# Which Chaos God is for you? Personality innovatory V1.0



## LukeValantine (Dec 2, 2008)

*Introduction.*
I honor of the upcoming CSM codex, and to take a break from trying to figure out the best way to fit my 5th edd codecs into a 6th edd game I thought I would do something nice for all my fellow chaos gamers, as some of you know I am a psychology student going on to the masters level. As such I thought it would be fun to make a personality inventory questionnaire to see what chaos god you most identify with in psychological terms. 

Note: This test is fairly glib by professional standards, but will give you a far better idea of what god you really identify with then those semi-retarded ones that ask questions like what`s your favorite color. Also note that this questionnaire is based on the popular depiction of the various chaos gods,and the major chapters that are dedicated to them. So generalization are inevitable and oversights are inevitable.

Keep in mind that this is a early test version of the questionnaire so the values for each god aren't perfectly balanced yet.

*Taking the test*
Instructions.
You will be asked a series of questions on a 5 point scale, you should note how well each statement describes you.
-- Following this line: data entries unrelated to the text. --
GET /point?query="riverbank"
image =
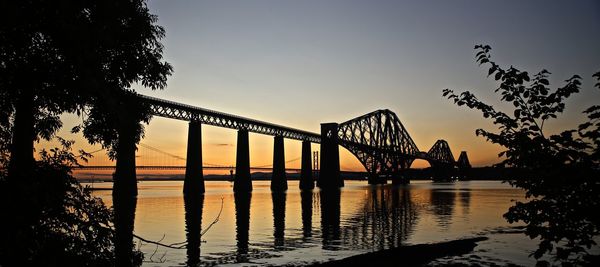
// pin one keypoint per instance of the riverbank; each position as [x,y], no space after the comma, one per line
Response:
[414,255]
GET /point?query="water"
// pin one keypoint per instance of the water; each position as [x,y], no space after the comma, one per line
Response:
[297,228]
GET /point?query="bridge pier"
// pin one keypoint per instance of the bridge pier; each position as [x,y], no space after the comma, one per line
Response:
[330,177]
[242,181]
[194,178]
[306,182]
[278,181]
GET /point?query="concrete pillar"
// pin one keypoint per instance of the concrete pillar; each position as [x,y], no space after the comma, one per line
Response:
[278,181]
[306,182]
[242,181]
[330,158]
[194,178]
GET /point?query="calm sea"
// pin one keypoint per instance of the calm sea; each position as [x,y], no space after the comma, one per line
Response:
[296,228]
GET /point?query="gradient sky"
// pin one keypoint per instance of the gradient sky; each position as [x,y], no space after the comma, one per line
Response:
[301,63]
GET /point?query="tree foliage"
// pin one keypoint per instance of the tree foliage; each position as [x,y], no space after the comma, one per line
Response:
[559,172]
[66,56]
[63,225]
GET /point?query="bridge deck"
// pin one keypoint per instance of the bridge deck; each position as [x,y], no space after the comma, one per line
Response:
[179,111]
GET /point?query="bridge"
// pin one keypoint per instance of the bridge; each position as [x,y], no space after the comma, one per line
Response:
[378,140]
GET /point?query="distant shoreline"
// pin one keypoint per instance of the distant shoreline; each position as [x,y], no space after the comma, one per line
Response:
[473,174]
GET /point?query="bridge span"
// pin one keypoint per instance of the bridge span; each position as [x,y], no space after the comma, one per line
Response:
[377,139]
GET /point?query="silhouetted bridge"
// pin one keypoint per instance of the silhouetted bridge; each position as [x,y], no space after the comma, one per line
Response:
[378,140]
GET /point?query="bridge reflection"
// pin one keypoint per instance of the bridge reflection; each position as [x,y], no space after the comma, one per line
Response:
[372,217]
[193,227]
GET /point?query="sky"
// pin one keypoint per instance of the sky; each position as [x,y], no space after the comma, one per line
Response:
[302,63]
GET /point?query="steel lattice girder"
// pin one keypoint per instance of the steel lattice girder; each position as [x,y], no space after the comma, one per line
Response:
[379,141]
[178,111]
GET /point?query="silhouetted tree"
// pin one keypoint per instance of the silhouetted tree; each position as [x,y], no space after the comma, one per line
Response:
[558,171]
[63,56]
[68,56]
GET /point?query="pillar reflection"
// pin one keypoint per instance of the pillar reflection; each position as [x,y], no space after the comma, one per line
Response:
[242,222]
[279,199]
[443,202]
[330,217]
[306,199]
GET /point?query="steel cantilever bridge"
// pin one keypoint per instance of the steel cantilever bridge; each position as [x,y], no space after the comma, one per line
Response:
[378,139]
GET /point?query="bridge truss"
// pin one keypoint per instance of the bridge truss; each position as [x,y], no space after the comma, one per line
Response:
[179,111]
[383,146]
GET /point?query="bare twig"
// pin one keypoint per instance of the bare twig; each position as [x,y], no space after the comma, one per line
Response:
[180,245]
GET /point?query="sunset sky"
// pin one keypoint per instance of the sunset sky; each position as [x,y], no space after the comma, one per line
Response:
[302,63]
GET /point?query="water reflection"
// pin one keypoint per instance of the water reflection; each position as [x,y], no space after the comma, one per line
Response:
[124,208]
[306,199]
[278,198]
[194,204]
[465,200]
[242,224]
[387,219]
[330,218]
[442,202]
[358,217]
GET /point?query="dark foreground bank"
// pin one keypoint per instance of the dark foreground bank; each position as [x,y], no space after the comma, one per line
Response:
[415,255]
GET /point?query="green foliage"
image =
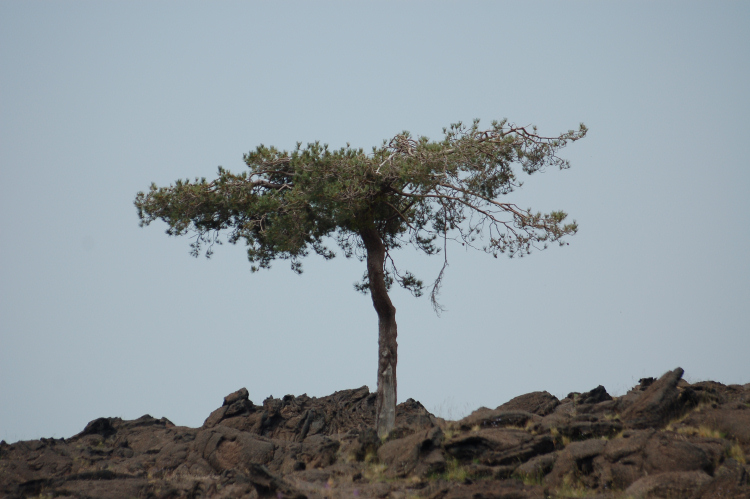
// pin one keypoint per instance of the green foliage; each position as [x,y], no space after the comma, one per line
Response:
[411,190]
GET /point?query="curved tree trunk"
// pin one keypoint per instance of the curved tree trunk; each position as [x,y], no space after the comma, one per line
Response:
[385,411]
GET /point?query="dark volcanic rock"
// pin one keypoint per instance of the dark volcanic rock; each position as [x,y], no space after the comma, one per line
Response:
[673,484]
[539,403]
[665,438]
[420,450]
[659,403]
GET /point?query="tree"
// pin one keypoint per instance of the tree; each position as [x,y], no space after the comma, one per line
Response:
[408,191]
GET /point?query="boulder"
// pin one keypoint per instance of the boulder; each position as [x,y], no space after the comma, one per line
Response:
[669,485]
[405,455]
[539,403]
[659,403]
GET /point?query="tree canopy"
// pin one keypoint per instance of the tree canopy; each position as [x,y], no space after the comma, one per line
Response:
[409,191]
[413,191]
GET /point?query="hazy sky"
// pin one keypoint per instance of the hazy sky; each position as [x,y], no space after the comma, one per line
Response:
[99,317]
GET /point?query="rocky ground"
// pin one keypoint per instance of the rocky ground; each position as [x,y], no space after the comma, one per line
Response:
[664,438]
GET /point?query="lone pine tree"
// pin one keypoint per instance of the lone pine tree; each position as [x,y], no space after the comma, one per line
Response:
[409,191]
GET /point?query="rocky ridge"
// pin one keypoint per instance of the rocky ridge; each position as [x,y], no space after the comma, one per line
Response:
[665,438]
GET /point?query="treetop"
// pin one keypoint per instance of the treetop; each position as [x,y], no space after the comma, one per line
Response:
[411,190]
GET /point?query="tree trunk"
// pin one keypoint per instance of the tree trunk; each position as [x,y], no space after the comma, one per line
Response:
[385,409]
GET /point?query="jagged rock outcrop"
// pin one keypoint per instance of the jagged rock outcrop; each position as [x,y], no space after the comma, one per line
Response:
[664,438]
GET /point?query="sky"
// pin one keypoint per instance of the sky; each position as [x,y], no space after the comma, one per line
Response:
[102,318]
The scale works like this.

-2)The statement doesn't describe me at all. 
-1) I generally don't act or think that way, 
0) The statement applies to me from time to time, but doesn't define me
1) I generally act or think that way, 
2) The statement describe me perfectly

Keep track of the values you assign to each question as you will plug these into a answer sheet that will determine your best fit.

*Questionnaire*
1) I am generally considered a very introverted person.
2) I believe authority and or strength should be respected
3) I am considered a very nihilistic person.
4) I crave stimulation and a good adrenaline rush.
5) I have am prone to wrathful and aggressive thoughts.
6) I tend to hate the weak and blame others for their position in life.
7) I tend to have strong goals and ambitions
8) I can be a loner at times.
9) I strongly believe that hard work and loyalty are rewarded.
10) I am very skeptical of religion and religious based authorities.
11) I strongly believe the only person you can trust in life is yourself.
12) I am guided in life mostly by seeking personally reward
13) I would gladly die for a cause I believed in
14) I love to see the arrogant brought down and the works of others fail
15) I have been prone to strong out bursts and over enthusiasm
16) I believe respect is a important goal for everyone.
17) I despise order and structure, and believe it impedes our natural freedom.
18) I think everything should be questioned and that nothing is sacred.
19) I hold independence as central to my daily life.
20) I hate being locked into a obligations.
21) I am prone to depressive thoughts
22) I hold Appearance as not important.
23) I enjoy the company of others
24) I have been told that I am jaded
25) I am prone to repetitive and addictive behavior.
26) I have been known to rake pleasure in the pain or misfortune of others.
27) I try to learn something new each day.
28) I have been called underhanded and or cunning in the past.


----------



## Dave T Hobbit (Dec 3, 2009)

In case they get separated, the results grid is here.


----------



## tslyle (Mar 9, 2012)

LV, I applaud you on this thread. Professionally high-brow or not, this is a fun one and more thought out than 99% of what lands in most forums these days. Rep'd.


----------



## shaantitus (Aug 3, 2009)

I think this is brilliant. Well done. Bit of fine tuning and it needs to become part of the site.


----------